What has driven performance in 3QFY08?
  • Growth across all the major divisions the company has led to 19% YoY and 23% YoY growth in topline during 3QFY08and 9mFY08 respectively.

  • The company’s performance has been enhanced mainly by its two core business segments, cement and VSF that reported 24% YoY and 16% YoY growth in revenues respectively in 3QFY08.

  • The production and sales of the VSF segment were higher by 3% and 2% year on year basis. This highlights the fact that the 16% YoY in revenue is more led by improved realisations than volumes.

  • There is huge demand for VSF globally (comfort fabrics and higher demand for knitted fabrics) which has led to firm prices. In order to cater to the growing demand for the commodity, the company has outlined capex plans (capacity expansion of Gujarat and Karnataka plant and greenfield plant at Gujarat) to the tune of Rs 14 bn over two to three years. The company has planned to foray into the consumer product segment with a test launch of non-woven products. Considering the demand for the commodity, leadership position and new initiatives, the segment would continue to be a cash cow for the company, going forward.

  • The same is the case with the cement division where growth again was more a factor of realisations than volumes. While the grey cement reported almost stagnant growth in volumes, white cement production and despatches were higher by 15% and 11% during 3QFY08 as compared to 3QFY07. Despite firm prices, the cement division PBIT margins at 14% were tad lower compared to 15% in 3QFY07, as higher realisations were offset by steep hike in fuel cost and increased freight charges.

    Particulars 3QFY07 3QFY08 9mFY07 9mFY08
    Cement (% of Total sales) 69.8% 68.0% 70.4% 67.7%
    VSF (% of Total sales) 20.1% 20.9% 19.2% 21.3%
    Chemicals (% of Total sales) 2.1% 2.7% 2.2% 2.6%
    Sponge Iron (% of Total sales) 5.3% 5.6% 5.1% 5.5%
    Textiles 1.6% 1.7% 2.0% 1.8%
    Others 2.4% 2.5% 2.3% 2.5%

  • The chemical division and the sponge iron business, considered weak links historically, have shown a marked improvement in performance in 3QFY08.
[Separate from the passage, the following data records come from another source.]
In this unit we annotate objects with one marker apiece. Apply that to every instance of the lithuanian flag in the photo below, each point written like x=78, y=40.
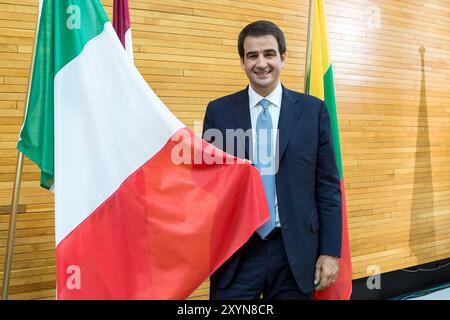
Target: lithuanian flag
x=319, y=83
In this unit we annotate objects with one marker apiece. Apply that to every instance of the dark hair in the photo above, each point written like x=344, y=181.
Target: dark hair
x=258, y=29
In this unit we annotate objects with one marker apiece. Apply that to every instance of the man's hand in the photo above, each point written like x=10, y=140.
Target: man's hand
x=327, y=268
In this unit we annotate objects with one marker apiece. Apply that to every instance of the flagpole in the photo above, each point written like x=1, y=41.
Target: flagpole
x=16, y=192
x=308, y=46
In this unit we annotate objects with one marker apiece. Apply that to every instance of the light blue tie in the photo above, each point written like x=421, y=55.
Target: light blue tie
x=265, y=163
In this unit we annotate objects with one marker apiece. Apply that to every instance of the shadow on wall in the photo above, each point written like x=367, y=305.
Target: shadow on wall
x=422, y=229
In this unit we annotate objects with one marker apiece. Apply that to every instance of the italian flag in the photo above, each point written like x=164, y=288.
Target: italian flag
x=319, y=83
x=144, y=209
x=122, y=25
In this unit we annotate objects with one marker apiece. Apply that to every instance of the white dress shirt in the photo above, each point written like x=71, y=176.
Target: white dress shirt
x=274, y=108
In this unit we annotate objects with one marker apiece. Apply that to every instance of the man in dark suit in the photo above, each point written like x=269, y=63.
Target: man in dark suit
x=298, y=249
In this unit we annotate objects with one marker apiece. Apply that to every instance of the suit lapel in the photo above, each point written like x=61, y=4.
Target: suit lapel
x=289, y=113
x=241, y=115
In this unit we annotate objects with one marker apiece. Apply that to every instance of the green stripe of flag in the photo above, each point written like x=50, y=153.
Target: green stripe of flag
x=331, y=104
x=65, y=27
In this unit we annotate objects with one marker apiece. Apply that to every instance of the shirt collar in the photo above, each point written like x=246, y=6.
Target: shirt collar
x=274, y=97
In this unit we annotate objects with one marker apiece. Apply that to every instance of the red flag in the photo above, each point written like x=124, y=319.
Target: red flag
x=122, y=25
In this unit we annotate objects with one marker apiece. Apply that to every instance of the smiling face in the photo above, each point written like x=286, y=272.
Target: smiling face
x=262, y=63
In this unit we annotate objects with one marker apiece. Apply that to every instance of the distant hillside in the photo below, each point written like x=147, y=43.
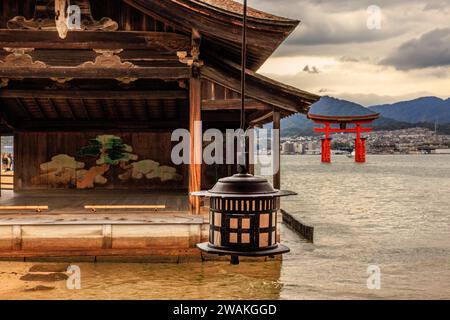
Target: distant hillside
x=422, y=110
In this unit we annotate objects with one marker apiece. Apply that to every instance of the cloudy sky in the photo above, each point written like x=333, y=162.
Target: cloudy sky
x=339, y=50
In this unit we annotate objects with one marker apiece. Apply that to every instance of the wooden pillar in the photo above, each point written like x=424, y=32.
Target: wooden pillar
x=360, y=146
x=276, y=158
x=360, y=150
x=326, y=150
x=251, y=151
x=195, y=142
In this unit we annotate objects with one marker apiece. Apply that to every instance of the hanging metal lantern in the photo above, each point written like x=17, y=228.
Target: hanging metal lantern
x=243, y=217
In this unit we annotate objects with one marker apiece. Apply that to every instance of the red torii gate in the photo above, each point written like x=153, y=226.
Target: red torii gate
x=360, y=142
x=329, y=111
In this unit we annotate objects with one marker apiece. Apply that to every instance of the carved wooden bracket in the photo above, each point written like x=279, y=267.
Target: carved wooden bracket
x=52, y=15
x=110, y=59
x=19, y=57
x=194, y=59
x=4, y=82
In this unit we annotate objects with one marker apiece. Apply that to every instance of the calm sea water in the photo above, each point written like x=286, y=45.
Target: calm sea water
x=393, y=212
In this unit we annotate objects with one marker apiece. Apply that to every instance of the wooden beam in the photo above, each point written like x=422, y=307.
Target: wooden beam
x=276, y=151
x=259, y=116
x=125, y=40
x=91, y=94
x=164, y=73
x=94, y=208
x=260, y=88
x=23, y=107
x=39, y=107
x=195, y=143
x=233, y=104
x=100, y=124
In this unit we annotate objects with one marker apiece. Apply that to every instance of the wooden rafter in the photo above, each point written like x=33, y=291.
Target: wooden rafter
x=124, y=40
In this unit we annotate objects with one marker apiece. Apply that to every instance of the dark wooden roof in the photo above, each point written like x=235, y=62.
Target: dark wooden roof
x=84, y=79
x=332, y=109
x=235, y=7
x=220, y=23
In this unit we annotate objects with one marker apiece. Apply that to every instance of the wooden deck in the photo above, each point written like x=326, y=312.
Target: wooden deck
x=74, y=201
x=67, y=229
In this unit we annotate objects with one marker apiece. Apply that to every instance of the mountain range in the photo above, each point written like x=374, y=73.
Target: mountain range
x=421, y=112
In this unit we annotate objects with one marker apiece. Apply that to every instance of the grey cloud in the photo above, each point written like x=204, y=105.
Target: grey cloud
x=430, y=50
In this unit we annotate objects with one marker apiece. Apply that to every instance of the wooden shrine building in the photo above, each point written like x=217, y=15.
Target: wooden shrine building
x=93, y=106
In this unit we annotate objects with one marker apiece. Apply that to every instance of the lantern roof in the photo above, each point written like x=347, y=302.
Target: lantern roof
x=332, y=109
x=243, y=186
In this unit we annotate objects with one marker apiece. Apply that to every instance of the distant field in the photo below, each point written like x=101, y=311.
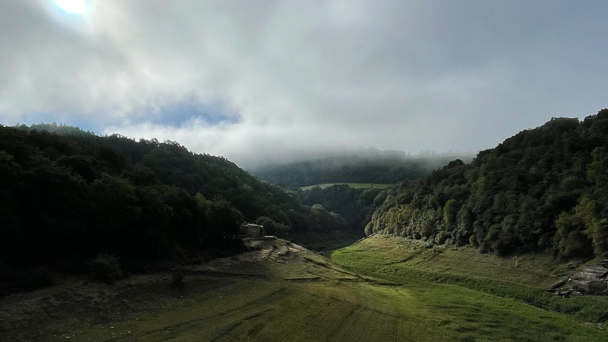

  • The chemical division of the company achieved 70% YoY growth in sales volumes owing to higher production (grew by 68% YoY). During the corresponding quarter, production was lower owing to the shut down of a captive power plant. Though the operational issues have been solved, owing to demand supply mismatch realisations are expected to remain under pressure.

  • The sponge iron business reported 22% YoY growth in production numbers, while sales volumes declined by 8% YoY. Still the earnings before interest and tax of the division more than doubled during 3QFY08 owing to improved realisations. The fate of the division is linked to steel industry, which has witnessed recovery recently and is expected to follow economic growth pattern. Going forward, availability of gas and uncertainty in its pricing remains a concern.

What to expect?
The stock currently trades at Rs 2,940, implying a price to earnings (P/E) multiple of 19.7 times our FY10E consolidated earnings. Considering the fact that the company is the only player in VSF business domestically and the outlook of VSF (from a long term point of view) and the cement sector for the medium term remaining positive, we believe that these two divisions will continue to drive the top line growth in medium term. However, the discomforting areas remain the sponge iron business, which could prove to be a drag on the company and softening of cement prices once the announced capacities come onstream. Considering these factors from a long-term standpoint, the stock appears fairly valued at the current juncture.